Mysql – SELECT gives different results with/without FOR UPDATE in same transaction

MySQLmysql-5.6select

I'm sorry but I havent't found a better wording for the title.

Given the table a:

CREATE TABLE a (
    id INT NOT NULL auto_increment PRIMARY KEY,
    ref VARCHAR(10) NOT NULL,
    val INT NOT NULL
);

INSERT INTO a(ref, val) VALUES ('ten', 10);

And two transactions Tx1 and Tx2 with default isolation level, whose queries are issued in the following order, is the result shown in step [*] of transaction Tx2expected?

Tx1: START TRANSACTION;

            Tx2: START TRANSACTION;

            [^] Tx2: SELECT * FROM a WHERE id='1';
            (without FOR UPDATE)
            ===>
                "id"    "ref"   "val"
                "1"     "ten"   "10"

Tx1: SELECT * FROM a WHERE id='1' FOR UPDATE;
===>
    "id"    "ref"   "val"
    "1"     "ten"   "10"

            Tx2: SELECT * FROM a WHERE id='1' FOR UPDATE;
            (waits)

Tx1: UPDATE a SET v=20 WHERE id;

Tx1: COMMIT;

            Tx2: (locked on 'SELECT * FROM a WHERE id='1' FOR UPDATE')
            (unlocks)
            ===>
                "id"    "ref"   "val"
                "1"     "ten"   "20"

            [*] Tx2: SELECT * FROM a WHERE id='1';
            (without FOR UPDATE)
            ===>
                "id"    "ref"   "val"
                "1"     "ten"   "10"

[*]: Shouldn't this give the updated row value 20 for column val?

UPDATE: If I remove the query [^], then [*] yields the value 20.

This is on 5.6.39; queries were issued using third party client – HeidiSQL – though I guess that shouldn't matter.

Best Answer

A guess:

"Repeatable Read" means that the identical SELECT will produce identical results throughout the transaction. But, apparently, the FOR UPDATE clause is enough to make the two selects not 'identical'.

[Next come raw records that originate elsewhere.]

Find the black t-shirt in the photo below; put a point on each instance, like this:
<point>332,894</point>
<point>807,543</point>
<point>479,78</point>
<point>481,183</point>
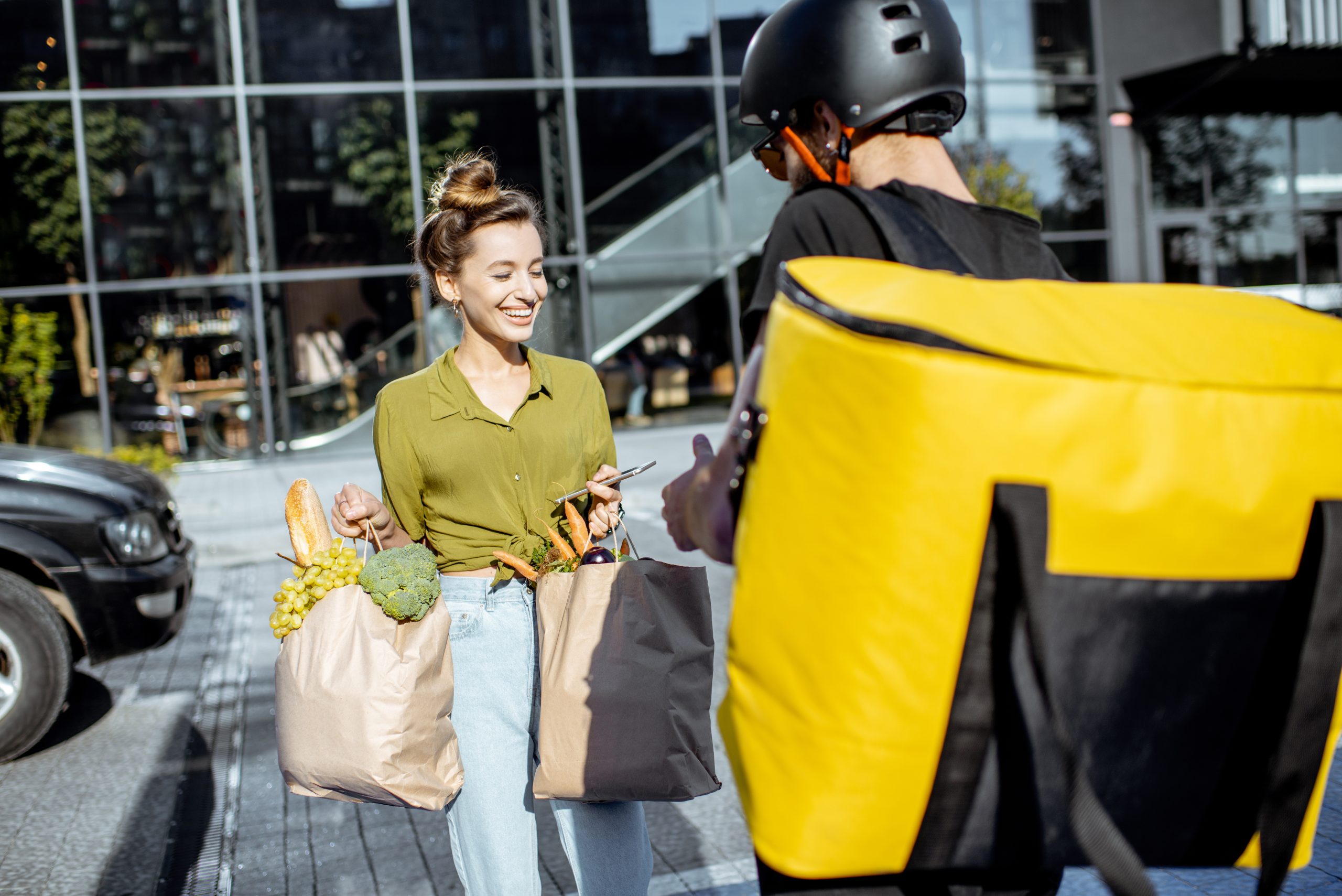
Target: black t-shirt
<point>995,243</point>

Under the covers... There is a clock (sequence number) ticking away. Whenever a row is modified, it is copied over. Now there are two copies of that row, one with the old clock, one with the new. (See "History list".) Your first SELECT is associated with the older clock value; the second SELECT, not being identical to the first, has a newer clock value, hence linked to a different copy of the row.

After the transaction if finished (COMMIT or ROLLBACK), the extra copy of the row is tossed. (I think this is a background task for COMMIT, but a "do it now" task for ROLLBACK.) Meanwhile, other connections pick the appropriate row from the history list for each row based on their isolation_mode. Roughly speaking, READ_COMMITTED goes to the old end of the list; READ_UNCOMMITTED ("dirty read") goes to the new end.

Things are optimized on the "optimistic" assumption that COMMITs are more likely than ROLLBACKs. Hence, the comments in the previous paragraph, and the slowness of ROLLBACK.